What helps is removing all DNS Blocklist entries. Afterwards i still get those strange "rc.linkup: DEVD: " detach messages when running the bufferbloat test but the system recovers faster and does not disrupt the regular WAN access so much.

[MenschAergereDichNicht]

Finally i found something that seem to really improve my stability problems.

Before installing the RC1 i also upated the Bios to the latest version (4.15.0.2 at this time).

Because the "dn_init"-messages above made me think about a hardware/bios related problem i tried an older Bios version.

After installing 4.15.0.1 until now the Wan connection is stable.
There are still those strange "DEVD: Ethernet detached event" messages inside the log but it does not interrupt the system (at least not to the extend before the bios downgrade).

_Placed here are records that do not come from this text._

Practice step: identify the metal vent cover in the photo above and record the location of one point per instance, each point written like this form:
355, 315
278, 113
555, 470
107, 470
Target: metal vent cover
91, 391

Some things that are still "strange"" are:

• DEVD: Ethernet detached event" messages
• Running the bufferbloat test inside the browser does not work anymore. With the old firewall up- and download test worked. Currently only the first latency measurement. I re-wrote the rules manually. Maybe there is something different which i am currently not seeing.
• There are still some packet losses and reconnects when running the speedtests. But it is not causing massive CPU load anymore and the new connection is available very fast.

Takeaway:
For a APU4D4 BIOS version 4.15.0.1 is better than version 4.15.0.2.
And a classic (epic) failure of changing too many things at once.

Todo: Try an older Bios version and check if it works even better.